The convent was founded in 1642 by Micaela Margarida de Sant'Ana, daughter of the emperor Matthias of the Holy Roman Empire and John IV's niece, in a land donated by António Gomes da Mata, the kingdom's High-Courier.

In 1650, the religious house received D. Maria, the Infanta, who would then be educated there, wearing the Carmelites' habit in the year of her father's death. She was the one who sparked the church and conventual section's conclusion, as well as their ornamentation with various paintings, goldwork and utensils.

The convent hosted ladies and widows from noble families, and with the ban on religious orders in 1834, it would then serve as a religious retreat until the death of its last nun, in 1881.
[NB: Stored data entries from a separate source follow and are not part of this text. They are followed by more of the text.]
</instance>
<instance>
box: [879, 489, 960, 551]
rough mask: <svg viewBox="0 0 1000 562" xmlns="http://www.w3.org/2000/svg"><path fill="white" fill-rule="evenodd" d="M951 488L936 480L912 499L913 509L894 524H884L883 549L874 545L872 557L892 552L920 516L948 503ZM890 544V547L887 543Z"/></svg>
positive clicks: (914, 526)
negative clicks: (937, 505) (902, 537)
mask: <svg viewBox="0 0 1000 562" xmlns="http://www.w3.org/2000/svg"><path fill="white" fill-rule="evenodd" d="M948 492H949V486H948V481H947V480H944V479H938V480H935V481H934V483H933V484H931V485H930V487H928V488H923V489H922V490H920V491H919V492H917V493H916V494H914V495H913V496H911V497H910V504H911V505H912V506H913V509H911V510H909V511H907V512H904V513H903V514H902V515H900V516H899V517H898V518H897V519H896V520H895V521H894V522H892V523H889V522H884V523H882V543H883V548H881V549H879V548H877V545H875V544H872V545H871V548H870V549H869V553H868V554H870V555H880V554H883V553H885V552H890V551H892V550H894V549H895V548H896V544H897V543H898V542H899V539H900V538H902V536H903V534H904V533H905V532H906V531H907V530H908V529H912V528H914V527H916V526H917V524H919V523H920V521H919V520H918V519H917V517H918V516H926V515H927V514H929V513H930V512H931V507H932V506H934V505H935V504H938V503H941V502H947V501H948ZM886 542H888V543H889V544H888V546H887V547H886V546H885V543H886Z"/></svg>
== D. Maria, the Infanta ==
D. Maria, the Infanta, was John IV's daughter. She was born on 30 April 1644, Lisbon, and died on 7 February 1693. Her father recognized her and declared her legitimate, granting her a Donation Letter for the villages and terms of Torres Vedras, Colares, Azinhaga and Cartaxo. During her first six years, she was educated by the secretary of state António de Cavide. On 25 March 1650, she joined the Discalced Carmelites cloister in order to receive instruction from Mother Micaela Margarida de Sant'ana, the daughter of Matthias of Habsburg, one of John IV's relatives. Her education was commissioned to Margarida da Ressurreição, and after her father's death, in 1656, she started wearing the Carmelites' habit.